Strategi komunikasi risiko sendiri bukan hanya masalah komunikasi dan pesan. Lebih dari itu, strategi komunikasi risiko juga mencakup masalah manajemen risiko, masalah membangun kepercayaan, masalah transparansi, dan banyak hal lainnya.

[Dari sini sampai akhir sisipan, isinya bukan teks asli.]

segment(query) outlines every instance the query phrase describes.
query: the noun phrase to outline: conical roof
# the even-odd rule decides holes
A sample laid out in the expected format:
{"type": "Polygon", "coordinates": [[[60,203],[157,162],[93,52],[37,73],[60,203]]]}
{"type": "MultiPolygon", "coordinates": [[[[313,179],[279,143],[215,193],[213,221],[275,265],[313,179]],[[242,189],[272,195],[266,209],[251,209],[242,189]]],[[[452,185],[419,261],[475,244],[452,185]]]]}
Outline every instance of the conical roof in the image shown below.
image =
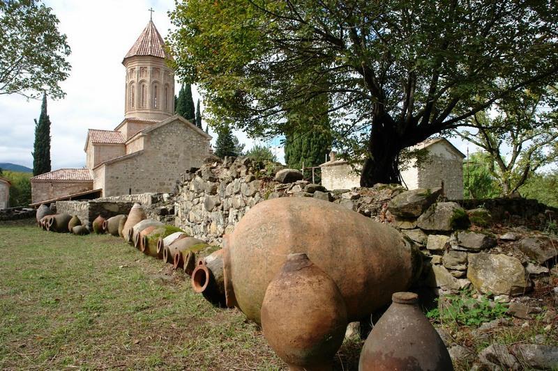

“Bukan hanya di Indonesia, banyak negara yang menyampaikan situasi positif dan optimisme berlebihan sehingga yang terbangun bukan kewaspadaan melainkan rasa aman yang semu, rasa puas tapi belum siap.”
“Sedangkan, data yang melemahkan dan ancaman tidak disampaikan atau mungkin tidak dikenali. Ini yang membuat strategi komunikasi risiko menjadi tidak tepat sehingga yang terjadi adalah merasa pandemi sudah usai.”